The latest announced changes by Trump won’t affect this year’s signups on the exchanges starting Nov. 1. But the White House has narrowed the window to six weeks, done little publicity, and ordered the servers to go down for maintenance every Sunday – often the only day some people have to spend time online.
Some insurers like Blue Cross/Blue Shield of Arizona had hefty premium increases last year and are actually planning to lower premiums this year – theirs are the only plans being offered in Coconino County. The subsidies to signees in the form of tax credits remain, as do penalties for those going bare: $695 or 2.5 percent of income, whichever is greater. But the White House has sent mixed signals to the IRS on just how firmly it expects the penalties to be collected.

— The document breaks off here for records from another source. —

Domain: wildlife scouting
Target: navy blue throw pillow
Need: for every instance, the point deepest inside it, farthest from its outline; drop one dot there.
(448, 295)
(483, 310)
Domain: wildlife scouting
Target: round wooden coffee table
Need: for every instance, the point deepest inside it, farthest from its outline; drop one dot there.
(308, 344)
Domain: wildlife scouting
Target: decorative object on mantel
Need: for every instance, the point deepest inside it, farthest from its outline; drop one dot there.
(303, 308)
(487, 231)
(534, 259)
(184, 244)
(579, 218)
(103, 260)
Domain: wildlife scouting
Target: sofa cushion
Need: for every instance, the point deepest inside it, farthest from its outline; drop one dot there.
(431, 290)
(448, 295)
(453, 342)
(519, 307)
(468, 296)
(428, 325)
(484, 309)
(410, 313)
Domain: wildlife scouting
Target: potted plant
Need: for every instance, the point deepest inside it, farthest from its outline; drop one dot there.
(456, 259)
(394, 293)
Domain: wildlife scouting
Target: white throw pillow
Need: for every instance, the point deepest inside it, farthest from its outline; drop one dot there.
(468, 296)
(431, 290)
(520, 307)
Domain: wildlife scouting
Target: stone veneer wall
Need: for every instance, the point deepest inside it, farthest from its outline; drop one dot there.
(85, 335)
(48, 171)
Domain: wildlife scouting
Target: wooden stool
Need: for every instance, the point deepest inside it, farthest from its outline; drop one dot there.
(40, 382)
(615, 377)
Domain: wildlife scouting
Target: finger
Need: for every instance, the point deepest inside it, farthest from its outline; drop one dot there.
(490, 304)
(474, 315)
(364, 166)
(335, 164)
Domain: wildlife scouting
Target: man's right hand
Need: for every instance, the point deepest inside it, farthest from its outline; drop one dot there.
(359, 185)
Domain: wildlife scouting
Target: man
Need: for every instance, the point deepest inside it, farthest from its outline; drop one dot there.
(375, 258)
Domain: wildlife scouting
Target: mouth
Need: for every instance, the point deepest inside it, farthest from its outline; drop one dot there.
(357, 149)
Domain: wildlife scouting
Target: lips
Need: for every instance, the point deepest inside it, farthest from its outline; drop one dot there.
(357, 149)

The bipartisan, two-year patch proposed in the Senate is a promising sign that lawmakers, if not the White House, recognize the importance of stabilizing the private insurance market. Polls show the public is solidly behind retaining the two bedrock principles of Obamacare: coverage regardless of pre-existing conditions, and subsidies based on income to make plans affordable (or expanded Medicaid for the very poor). To help insurers stay solvent and the government pay for that combination requires either much higher general taxes (as in countries like Canada with universal, single-payer coverage) or mandatory participation in the insurance pool by healthy, young adults. Republicans say such an arrangement amounts to “socialized” medicine, but they have yet to come up with a workable alternative that does not undermine both principles. Further, were they to defund Obamacare, much of the expansion in Arizona and elsewhere of Medicaid would contract, putting more unfunded care of sicker, poor people on the backs of rural hospitals like Flagstaff Medical Center.
At this point, we can only urge those in Congress to do the right thing by the majority of their constituents and stabilize Obamacare, not sabotage it, as the White House appears to be doing. Locally, we urge healthy young adults to sign up on the Exchanges if they are not insured through their employer – as we have reported, local insurance brokers like Ed Gussio are knowledgable and committed to making insurance work, no matter your income or state of health. Obamacare is not without flaws, but it and its principles are only failing in a political sense, and that is no way to improve the health of a nation.